Sleep apnoea refers to stopping breathing events in sleep. The cause is a narrowing or collapse of the upper airway (breathing tube in the neck) during sleep. When you go to sleep, your muscles relax, including those in your throat. In some people, this causes the airways to narrow.
When the airway narrows, the flow of air ceases and this causes the oxygen level in your blood to fall. The brain is very sensitive to lower oxygen levels and so it wakes you from sleep, activating the muscles in the neck which open the airway, allowing the airflow to start again, so that oxygen levels in the blood are corrected.
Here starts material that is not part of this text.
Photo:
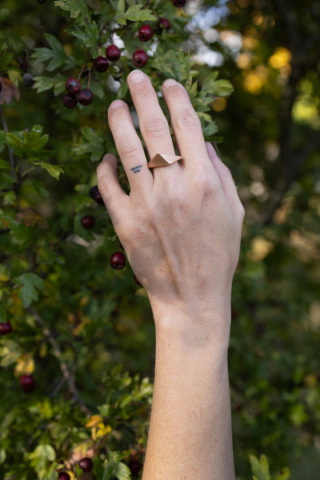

Once this has happened, the brain is happy and lets you go back to sleep again. The whole process then repeats. This all happens in a matter of seconds, but stopping breathing can occur 30 or more times an hour, meaning sleep is very disturbed and you feel groggy in the morning and sleepy in the daytime. Nighttime symptoms include snoring, waking up choking or gasping for air and irregular breathing patterns with pauses in breathing during sleep.
Can you die from sleep apnea?
You will not die from an apnoea in sleep, but untreated sleep apnoea syndrome is associated with an increased risk of high blood pressure and cardiovascular disease (strokes and heart attacks), as well as an increased risk of fatal driving accidents.